The meat tender and delicious was accompanied by potatoes, carrots, a mixed green salad and plenty of rolls. It was a simple meal made even better by the massive portions. A splendid way to prepare for excess to come.
Our royalty had provided several kegs of beer and even more bottles of liquor. However, in the distance, the evil 4 Loko stirred and plotted.
Yeah, I heard it killed college kids, but kids today are weak. Right?
Memories fade. Was it witch craft? Was it sleep? Our hero has found himself tossed in the turbulent waters of Poseidon. Okay, it was the 24-hour on site hot tub. But when you are rocking on 4 Loko, I might as well have been dashed against the rocks with mighty Odysseus himself.
Did I make snow angels in my swimsuit? I feel sorry for the snow. Let alone anyone that witnessed me.
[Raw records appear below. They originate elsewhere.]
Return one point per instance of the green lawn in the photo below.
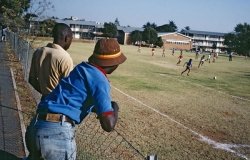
(164, 113)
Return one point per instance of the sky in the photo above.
(202, 15)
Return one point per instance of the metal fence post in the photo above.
(27, 61)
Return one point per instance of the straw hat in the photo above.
(107, 53)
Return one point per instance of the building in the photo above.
(176, 40)
(86, 29)
(206, 41)
(82, 29)
(124, 34)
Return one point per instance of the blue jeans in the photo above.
(50, 140)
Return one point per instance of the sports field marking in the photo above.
(223, 146)
(233, 96)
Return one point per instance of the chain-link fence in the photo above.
(93, 143)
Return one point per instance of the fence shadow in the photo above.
(8, 156)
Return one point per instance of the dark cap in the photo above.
(107, 53)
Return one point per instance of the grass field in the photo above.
(174, 116)
(181, 117)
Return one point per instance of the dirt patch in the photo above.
(215, 135)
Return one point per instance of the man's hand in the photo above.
(108, 121)
(115, 106)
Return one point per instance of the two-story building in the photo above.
(176, 40)
(88, 29)
(206, 41)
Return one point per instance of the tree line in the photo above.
(15, 15)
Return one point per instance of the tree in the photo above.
(11, 12)
(117, 23)
(148, 24)
(240, 40)
(110, 30)
(149, 35)
(136, 36)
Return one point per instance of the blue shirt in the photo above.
(76, 95)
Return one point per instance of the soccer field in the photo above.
(180, 117)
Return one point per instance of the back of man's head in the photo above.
(61, 32)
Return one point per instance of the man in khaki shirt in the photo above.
(52, 62)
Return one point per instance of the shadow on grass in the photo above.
(168, 74)
(8, 156)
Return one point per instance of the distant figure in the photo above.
(209, 58)
(214, 56)
(180, 59)
(201, 61)
(139, 49)
(3, 37)
(163, 52)
(173, 52)
(196, 54)
(153, 51)
(230, 56)
(188, 67)
(181, 51)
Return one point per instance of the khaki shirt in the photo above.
(49, 65)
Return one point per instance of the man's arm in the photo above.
(108, 119)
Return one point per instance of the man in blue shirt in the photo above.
(50, 135)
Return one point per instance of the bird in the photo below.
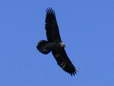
(54, 43)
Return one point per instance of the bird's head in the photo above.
(62, 44)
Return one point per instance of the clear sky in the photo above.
(86, 27)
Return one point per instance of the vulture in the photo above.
(54, 44)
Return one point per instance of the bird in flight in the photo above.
(54, 44)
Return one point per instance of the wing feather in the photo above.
(51, 26)
(63, 61)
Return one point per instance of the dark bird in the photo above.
(54, 43)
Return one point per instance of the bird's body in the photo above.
(54, 43)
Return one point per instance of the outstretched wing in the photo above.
(51, 26)
(63, 61)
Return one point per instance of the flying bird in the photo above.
(54, 44)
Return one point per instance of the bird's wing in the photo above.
(51, 26)
(63, 61)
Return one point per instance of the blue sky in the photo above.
(86, 27)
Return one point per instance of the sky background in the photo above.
(86, 27)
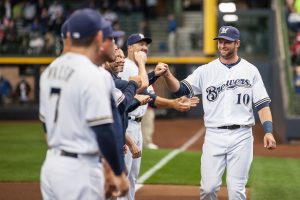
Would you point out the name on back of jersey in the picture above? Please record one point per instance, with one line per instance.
(60, 72)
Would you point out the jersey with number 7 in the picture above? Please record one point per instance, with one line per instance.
(228, 92)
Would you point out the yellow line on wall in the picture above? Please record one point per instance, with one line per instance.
(151, 60)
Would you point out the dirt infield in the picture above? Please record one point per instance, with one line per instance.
(168, 134)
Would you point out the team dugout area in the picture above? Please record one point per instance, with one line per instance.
(28, 44)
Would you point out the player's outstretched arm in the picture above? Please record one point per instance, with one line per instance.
(171, 81)
(160, 69)
(265, 117)
(177, 104)
(141, 59)
(134, 149)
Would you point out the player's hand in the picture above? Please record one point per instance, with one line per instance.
(167, 72)
(136, 79)
(135, 150)
(182, 104)
(143, 99)
(110, 184)
(194, 101)
(140, 57)
(269, 141)
(125, 148)
(160, 69)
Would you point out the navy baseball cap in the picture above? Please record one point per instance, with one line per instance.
(64, 30)
(137, 37)
(86, 22)
(228, 33)
(109, 33)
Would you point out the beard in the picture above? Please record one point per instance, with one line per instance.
(227, 54)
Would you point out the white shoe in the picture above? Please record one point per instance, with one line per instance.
(152, 146)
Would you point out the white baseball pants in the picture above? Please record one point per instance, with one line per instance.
(133, 165)
(230, 149)
(64, 178)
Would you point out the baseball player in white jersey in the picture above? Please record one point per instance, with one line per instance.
(134, 124)
(137, 43)
(228, 85)
(76, 110)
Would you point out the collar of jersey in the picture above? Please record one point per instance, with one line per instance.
(232, 64)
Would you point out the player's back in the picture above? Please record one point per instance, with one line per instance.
(72, 91)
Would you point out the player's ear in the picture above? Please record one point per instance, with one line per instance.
(99, 38)
(238, 43)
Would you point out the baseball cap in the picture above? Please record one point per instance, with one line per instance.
(137, 37)
(109, 33)
(86, 22)
(228, 33)
(64, 30)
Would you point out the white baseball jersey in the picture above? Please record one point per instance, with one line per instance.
(131, 69)
(228, 93)
(71, 102)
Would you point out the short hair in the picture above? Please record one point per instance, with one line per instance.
(83, 42)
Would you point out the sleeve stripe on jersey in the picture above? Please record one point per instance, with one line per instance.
(189, 87)
(120, 99)
(41, 117)
(99, 121)
(264, 100)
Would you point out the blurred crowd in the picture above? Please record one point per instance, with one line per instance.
(32, 27)
(9, 94)
(293, 22)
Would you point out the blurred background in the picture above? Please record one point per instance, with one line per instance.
(182, 33)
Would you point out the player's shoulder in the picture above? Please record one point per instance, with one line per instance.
(207, 66)
(247, 64)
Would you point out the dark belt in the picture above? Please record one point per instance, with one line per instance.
(235, 126)
(72, 155)
(137, 119)
(68, 154)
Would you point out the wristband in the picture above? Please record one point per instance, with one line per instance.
(268, 126)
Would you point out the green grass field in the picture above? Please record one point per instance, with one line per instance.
(22, 151)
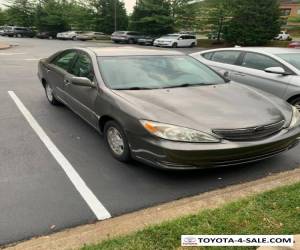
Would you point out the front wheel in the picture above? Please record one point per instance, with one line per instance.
(116, 141)
(50, 96)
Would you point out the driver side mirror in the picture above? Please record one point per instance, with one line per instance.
(82, 81)
(276, 70)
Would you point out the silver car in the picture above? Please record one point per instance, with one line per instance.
(274, 70)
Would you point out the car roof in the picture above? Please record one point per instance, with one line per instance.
(131, 51)
(268, 50)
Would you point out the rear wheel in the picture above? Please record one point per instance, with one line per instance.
(296, 102)
(116, 141)
(50, 96)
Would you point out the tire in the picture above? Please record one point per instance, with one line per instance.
(296, 102)
(50, 96)
(116, 141)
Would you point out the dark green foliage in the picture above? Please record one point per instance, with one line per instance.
(105, 15)
(253, 22)
(152, 17)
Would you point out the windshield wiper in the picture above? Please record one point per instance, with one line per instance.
(185, 85)
(133, 88)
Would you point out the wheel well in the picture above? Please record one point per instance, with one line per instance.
(293, 98)
(104, 119)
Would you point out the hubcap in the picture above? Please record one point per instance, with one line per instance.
(115, 141)
(49, 93)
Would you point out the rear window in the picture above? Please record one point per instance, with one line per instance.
(228, 57)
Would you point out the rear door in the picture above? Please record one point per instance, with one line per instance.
(57, 70)
(82, 99)
(251, 72)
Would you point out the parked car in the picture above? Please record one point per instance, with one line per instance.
(168, 110)
(295, 45)
(214, 36)
(47, 35)
(1, 30)
(20, 32)
(6, 29)
(274, 70)
(69, 35)
(283, 36)
(91, 35)
(146, 40)
(126, 37)
(176, 40)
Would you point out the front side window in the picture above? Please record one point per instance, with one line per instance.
(64, 60)
(291, 58)
(258, 61)
(228, 57)
(155, 72)
(83, 67)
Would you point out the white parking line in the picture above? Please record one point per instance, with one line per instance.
(95, 205)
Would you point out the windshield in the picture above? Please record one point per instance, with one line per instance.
(291, 58)
(154, 72)
(169, 37)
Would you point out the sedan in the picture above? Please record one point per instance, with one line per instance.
(168, 110)
(273, 70)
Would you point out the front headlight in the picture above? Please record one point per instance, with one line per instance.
(296, 118)
(175, 133)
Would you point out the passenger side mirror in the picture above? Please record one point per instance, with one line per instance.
(276, 70)
(82, 81)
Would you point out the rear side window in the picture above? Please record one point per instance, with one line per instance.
(83, 67)
(258, 61)
(64, 60)
(228, 57)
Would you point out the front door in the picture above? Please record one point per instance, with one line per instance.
(81, 99)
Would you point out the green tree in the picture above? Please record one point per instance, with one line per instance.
(253, 22)
(152, 17)
(3, 17)
(21, 12)
(109, 15)
(184, 14)
(50, 16)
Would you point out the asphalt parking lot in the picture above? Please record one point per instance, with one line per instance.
(37, 194)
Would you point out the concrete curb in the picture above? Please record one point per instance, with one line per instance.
(92, 234)
(4, 46)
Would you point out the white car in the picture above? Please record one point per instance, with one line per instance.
(69, 35)
(176, 40)
(283, 36)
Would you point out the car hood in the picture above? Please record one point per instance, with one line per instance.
(223, 106)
The next morning brought much heartache... heart burn... nausea... head aches... I needed coffee and food. Fortunately, I knew there would be plenty of food and the coffee is available 24 hours in the main lodge. Sadly, my stomach was still feeling the God's wrath. And the crepes along with kielbasa fell on deaf stomach.
It would seem that the evil 4 Loko was able to capture the scent of the kielbasa and waft it under my nose every hour or so for the next 6 hours just to remind me who was boss and that he would giveth can sure as f*** take it away.
All bow to the Porcelain God.
Lunch was served buffet style and looked tasty. I have no idea since I couldn't eat a bite of it. But it was a good spread with sandwich fixings and several Swedish dinning options.
I missed cross-country skiing, the Polar Bear plunge and who knows what other joy was to be had in the beautiful northern Minnesota winter's day.
Then the blessed nuptials of the royal couple. It was quite lovely.
That's all you get, this is a food/drinking blog afterall.
Dinner was served once again family style with massive amounts of food/salt needed to replenish that which the Gods and a lack of common sense took away. If I remember, it was rosemary chicken, mixed green salad, red potatoes, more rolls, a delicious serving of wild rice, and finally, cupcakes. Yummy.
The Gods were there as well. Their presence felt on all sides as the good man that would be kind Manicus fought against his oppressors sought to see him suffer further by wafting vodka sodas and Bloody Marys under his nose.
Alas, he is but a man and gave into temptation. The rivers ran green with Scooby Snacks, reddish with Jag Bombs, brown with the vicious Captain Morgan and his minions.
Our good man was lost to the sea. Tossed about in a whirlwind of Chicken Dancing, Electric Slides and Heartbreaker by Mariah Carey.
Just when it would seem that he would never make it out of the turbulent journey that had taken years from him that he would never see again... it was over. He had come through Hades and emerged safe on the other side.
The sun rose as it did every other morning. His eyes opened. His appetite returned.
Rallying his traveling companions, Manicus stepped into the 45 degree heat, the sun shining as if a gift from guilt-stricken Gods.
His stomach full from the what turned out to be a Norwegian Smorgasbord filled with a little bit of everything from brie cheese to egg bake to anchovies and beyond, he filled his might traveling vessel, The Accordius, set his sails to the southeast and departed.
To the Maplelag, the friendly and accommodating staff and all those that had anything to do with a weekend that had started out as a long drive, but ended as a weekend I will never forget (and never fully remember).
Manicus' heart was heavy. Joy for the royal couple. Sadness for not being able to enjoy the spoils of the Maplelag further, he was sure that he would find his way back this way again. If for no other reason that the fact that he could get a fresh-baked cookie 24 hours a day.
I like cookies.
Oh fine... Congratulations Jackie and Brian!